Broadie granted relief on nearly every claim the four men brought in the motions for appropriate relief that they filed in 2023, a year after the three-judge panel upheld their convictions. The men claimed not only newly discovered evidence with Black’s recantation and new DNA evidence, but also poor legal representation and police detectives’ use of harsh interrogation techniques on vulnerable teenagers.
“It is a huge victory in the innocence world,” said Rabil, who directs Wake Forest Law School’s Innocence and Justice Clinic.
Mumma said the ruling is extraordinary because the failures in this case were extraordinary.
“You literally don’t get cases where everything was done wrong,” said Mumma, who is the executive director of the nonprofit North Carolina Center on Actual Innocence. “There was nothing about this trial or the investigation of the murder that was right. So that opens it up for all the claims we had.”

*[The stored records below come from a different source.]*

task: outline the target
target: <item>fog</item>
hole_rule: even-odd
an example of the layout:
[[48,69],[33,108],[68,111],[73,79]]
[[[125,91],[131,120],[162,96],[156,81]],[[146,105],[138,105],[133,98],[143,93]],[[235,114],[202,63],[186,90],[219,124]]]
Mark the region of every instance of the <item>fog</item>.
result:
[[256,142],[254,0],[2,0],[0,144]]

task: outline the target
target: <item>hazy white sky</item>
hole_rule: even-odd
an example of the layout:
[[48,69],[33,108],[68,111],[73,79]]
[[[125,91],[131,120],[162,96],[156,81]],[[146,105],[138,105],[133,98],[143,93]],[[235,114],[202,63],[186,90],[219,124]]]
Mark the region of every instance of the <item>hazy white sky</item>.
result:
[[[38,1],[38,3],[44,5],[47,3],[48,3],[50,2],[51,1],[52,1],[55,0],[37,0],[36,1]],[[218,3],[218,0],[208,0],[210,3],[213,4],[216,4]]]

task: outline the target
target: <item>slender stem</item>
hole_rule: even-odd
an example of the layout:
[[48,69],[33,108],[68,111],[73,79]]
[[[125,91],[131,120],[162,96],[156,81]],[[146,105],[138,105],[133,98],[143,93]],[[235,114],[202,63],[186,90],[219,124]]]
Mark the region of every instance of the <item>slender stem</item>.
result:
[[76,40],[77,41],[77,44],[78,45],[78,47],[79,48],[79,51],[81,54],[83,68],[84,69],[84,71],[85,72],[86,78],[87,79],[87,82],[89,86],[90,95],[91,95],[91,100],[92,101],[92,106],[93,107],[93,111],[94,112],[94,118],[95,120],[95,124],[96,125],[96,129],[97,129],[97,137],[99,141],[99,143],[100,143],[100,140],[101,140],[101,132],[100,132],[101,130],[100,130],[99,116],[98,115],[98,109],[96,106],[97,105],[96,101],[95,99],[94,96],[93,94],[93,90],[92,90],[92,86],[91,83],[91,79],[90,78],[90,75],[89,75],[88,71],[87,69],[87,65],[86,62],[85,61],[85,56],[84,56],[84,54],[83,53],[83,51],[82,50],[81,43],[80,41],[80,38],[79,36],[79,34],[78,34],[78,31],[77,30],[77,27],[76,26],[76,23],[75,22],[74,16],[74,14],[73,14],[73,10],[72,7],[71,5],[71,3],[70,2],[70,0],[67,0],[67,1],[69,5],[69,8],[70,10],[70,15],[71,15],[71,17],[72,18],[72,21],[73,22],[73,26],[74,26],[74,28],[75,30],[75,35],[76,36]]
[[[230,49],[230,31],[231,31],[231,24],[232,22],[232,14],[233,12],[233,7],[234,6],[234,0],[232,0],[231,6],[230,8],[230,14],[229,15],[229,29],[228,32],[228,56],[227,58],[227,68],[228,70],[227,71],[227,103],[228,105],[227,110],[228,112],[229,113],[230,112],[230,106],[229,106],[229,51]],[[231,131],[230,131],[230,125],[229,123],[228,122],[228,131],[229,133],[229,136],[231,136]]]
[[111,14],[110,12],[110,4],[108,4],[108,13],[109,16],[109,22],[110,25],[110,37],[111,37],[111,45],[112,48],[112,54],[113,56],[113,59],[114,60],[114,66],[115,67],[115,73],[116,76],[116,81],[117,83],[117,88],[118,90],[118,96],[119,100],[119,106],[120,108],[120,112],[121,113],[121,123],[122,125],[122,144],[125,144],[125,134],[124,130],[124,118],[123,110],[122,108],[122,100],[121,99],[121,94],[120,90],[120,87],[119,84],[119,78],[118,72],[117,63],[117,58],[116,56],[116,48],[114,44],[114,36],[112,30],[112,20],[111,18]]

Mumma compared the case to the Central Park Five: the five teenagers who were ultimately exonerated on charges that they raped a jogger in New York’s Central Park in 1989. In both cases, the police detectives interrogated the teenagers for hours without legal representation, calling them liars and threatening them until they gave false statements, Mumma said.
O’Neill told the Winston-Salem Journal that his office and the state Attorney General’s Office will “continue to pursue justice on behalf of Nathaniel Jones and his family, until he can rest in peace.”
Black said she is glad that she had a chance to make up for her mistake more than 20 years ago. She has kept her distance from her old teenage friends but had a chance to hug Tolliver and Bryant during the three-judge panel hearing in 2022. They told her they loved her and that they forgave her. Tolliver reiterated that again this week.
Now, Black said, she hopes the men can live their lives to the fullest.
“Those boys are getting what they deserve,” she said.